Afrique: ONU - Les appels de réforme du Conseil de sécurité seront-ils entendus ?

Composée de cinq membres permanents que sont la Chine, les États-Unis, la France, le Royaume-Uni et la Russie, et de dix membres non permanents désignés tous les deux ans, l'instance onusienne est l'objet de plusieurs interventions appelant à son élargissement. Le Congo figure parmi les pays qui militent assidûment pour le changement de l'organe afin qu'il soit plus représentatif, plus légitime et efficace.

Face aux difficultés que rencontre le Conseil de sécurité à se réformer, le continent africain est l'une des régions qui souhaitent qu'une transformation tenant compte des nouveaux équilibres internationaux se fasse au sein de l'organe. Ce qui s'avèrerait nécessaire, puisque la réalité actuelle du monde n'est plus celle de 1945 pour que les cinq membres permanents continuent à représenter tous les Etats, en matière de résolution des problèmes auxquels ils se trouvent confrontés, dont les conflits armés et la crise de la Covid-19.

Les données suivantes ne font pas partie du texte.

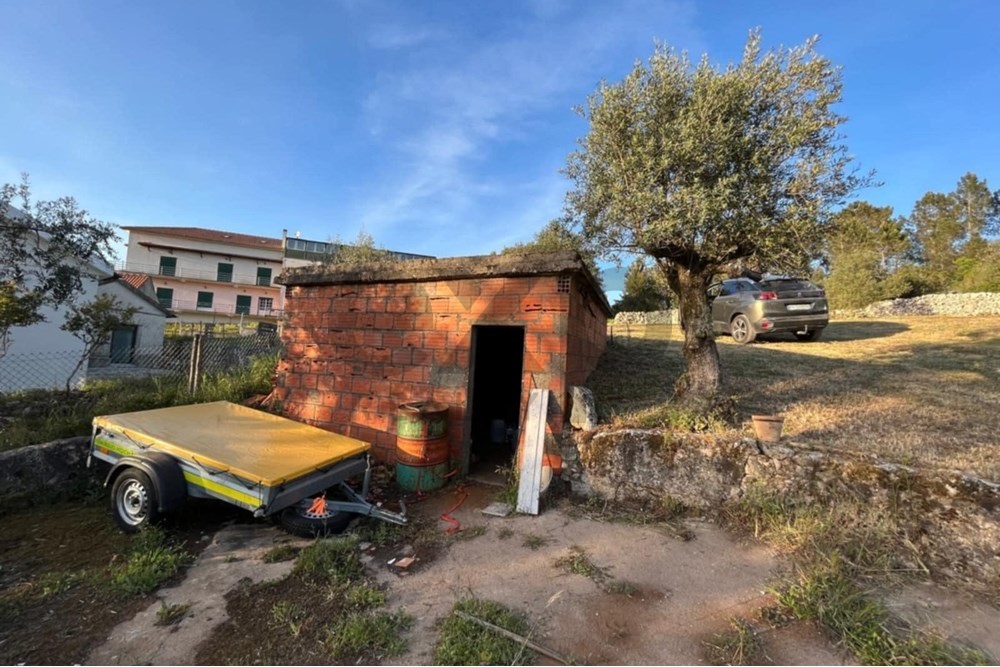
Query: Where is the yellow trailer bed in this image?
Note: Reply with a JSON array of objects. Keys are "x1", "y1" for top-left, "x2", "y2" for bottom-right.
[{"x1": 91, "y1": 401, "x2": 405, "y2": 532}]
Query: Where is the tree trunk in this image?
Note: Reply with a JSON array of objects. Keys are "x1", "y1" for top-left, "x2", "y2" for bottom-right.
[{"x1": 658, "y1": 259, "x2": 721, "y2": 409}]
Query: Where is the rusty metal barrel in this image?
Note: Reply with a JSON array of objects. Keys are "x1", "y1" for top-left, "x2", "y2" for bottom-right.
[{"x1": 396, "y1": 401, "x2": 449, "y2": 491}]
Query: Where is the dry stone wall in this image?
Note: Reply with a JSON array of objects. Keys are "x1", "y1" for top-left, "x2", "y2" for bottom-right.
[{"x1": 564, "y1": 429, "x2": 1000, "y2": 589}]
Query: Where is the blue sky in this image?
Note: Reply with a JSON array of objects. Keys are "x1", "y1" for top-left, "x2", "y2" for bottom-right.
[{"x1": 0, "y1": 0, "x2": 1000, "y2": 289}]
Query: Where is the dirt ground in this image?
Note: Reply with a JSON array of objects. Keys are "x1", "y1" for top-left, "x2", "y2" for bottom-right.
[{"x1": 0, "y1": 485, "x2": 1000, "y2": 665}]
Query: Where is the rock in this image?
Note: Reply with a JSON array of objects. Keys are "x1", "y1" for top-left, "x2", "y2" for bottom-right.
[{"x1": 569, "y1": 387, "x2": 597, "y2": 431}]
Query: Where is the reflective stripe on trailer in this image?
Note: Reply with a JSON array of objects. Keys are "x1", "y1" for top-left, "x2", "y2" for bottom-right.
[{"x1": 181, "y1": 464, "x2": 264, "y2": 510}]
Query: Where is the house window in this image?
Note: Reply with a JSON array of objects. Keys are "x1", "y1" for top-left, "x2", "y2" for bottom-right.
[
  {"x1": 236, "y1": 294, "x2": 250, "y2": 315},
  {"x1": 216, "y1": 262, "x2": 233, "y2": 283},
  {"x1": 160, "y1": 257, "x2": 177, "y2": 276},
  {"x1": 156, "y1": 287, "x2": 174, "y2": 308}
]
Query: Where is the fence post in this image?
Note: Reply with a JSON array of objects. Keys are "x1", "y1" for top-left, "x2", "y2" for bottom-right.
[{"x1": 188, "y1": 334, "x2": 202, "y2": 394}]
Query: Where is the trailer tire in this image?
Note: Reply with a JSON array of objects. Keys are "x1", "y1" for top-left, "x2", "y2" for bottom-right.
[
  {"x1": 278, "y1": 498, "x2": 356, "y2": 537},
  {"x1": 111, "y1": 468, "x2": 159, "y2": 533}
]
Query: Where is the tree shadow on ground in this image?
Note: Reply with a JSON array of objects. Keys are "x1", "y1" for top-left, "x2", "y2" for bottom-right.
[
  {"x1": 589, "y1": 322, "x2": 1000, "y2": 478},
  {"x1": 758, "y1": 321, "x2": 910, "y2": 342}
]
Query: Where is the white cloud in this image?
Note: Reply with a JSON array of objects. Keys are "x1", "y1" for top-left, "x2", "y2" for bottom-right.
[{"x1": 357, "y1": 2, "x2": 693, "y2": 252}]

Eu égard à cette situation, Brazzaville déplore le fait que « subsiste toujours une injustice historique » à l'ONU, et appelle à la « réparer, en garantissant à l'Afrique toute sa place au sein du Conseil de sécurité ». « En sa qualité de membre du Comité des dix de l'Union africaine sur la réforme du Conseil de sécurité des Nations unies, mon pays réaffirme solennellement l'urgence de rendre effective la représentativité de l'Afrique au sein de cet organe de l'ONU », déclarait le président Denis Sassou N'Guesso. C'était dans un message lu en septembre devant l'Assemblée générale de l'ONU par le ministre des Affaires étrangères, de la coopération et des Congolais de l'étranger, Jean-Claude Gakosso. Le chef de l'Etat congolais estime qu'en procédant de la sorte, « se consolideront davantage les valeurs de paix, de solidarité, d'équité et de progrès qu'incarne l'Organisation des Nations unies »

A l'exception de l'Afrique, l'Inde, le Japon, le Brésil et l'Allemagne, candidats à un siège permanent, réclament, eux aussi, un élargissement du Conseil pour le rendre plus représentatif et éviter qu'il devienne « obsolète ».

La réforme est un impératif inévitable

« Si l'ONU a besoin de réformes beaucoup plus profondes, il est évident que la réforme du Conseil de sécurité est un impératif inévitable, à la fois difficile et essentiel », souligne le président de l'Assemblée générale de l'ONU, Volkan Bozkir.

Pour l'heure, on sait que Paris est en faveur d'un élargissement de l'organe de l'ONU. D'autres propositions visent l'augmentation à vingt-six du nombre de membres du Conseil dont ceux qui sont permanents et les non permanents, avec prolongation éventuelle du mandat. C'est ce que souhaite la France qui soutient les candidatures allemande, brésilienne, indienne et japonaise ainsi qu'une présence renforcée des Africains pour deux sièges. Pourtant en 2018, ses autorités ont rejeté une suggestion du vice-chancelier allemand, Olaf Scholz, visant à remplacer le siège français par un siège européen.

Selon Andrew Bacevich, professeur de relations internationales à l'Université américaine de Boston, les chances de succès d'une réforme « sont proches de zéro ». « Parce qu'elle veut dire une perte de pouvoir, de statut, pour les cinq membres permanents », explique-t-il, ajoutant qu'actuellement, le Conseil « sert largement les intérêts des Etats-Unis, de la Russie, de la France, du Royaume-Uni et de la Chine. Et donc ces pays n'accepteront aucune restructuration ».

Des experts pensent, par ailleurs, que le projet de réforme du Conseil a moins de chance d'aboutir parce qu'il pourrait alourdir le fonctionnement de l'organe et le processus de décision de sécurité, alors que cet organe a été conçu sur une logique d'efficacité. Ce qui l'empêcherait d'assurer la fonction pour laquelle il a été créé : une instance restreinte qui selon l'article 24 de la charte, doit « assurer l'action rapide et efficace de l'organisation », dans le cadre de sa responsabilité principale en matière de maintien de la paix et de la sécurité internationales. Le Conseil de sécurité peut, en effet, décider de sanctions internationales et d'un recours à la force dans le monde.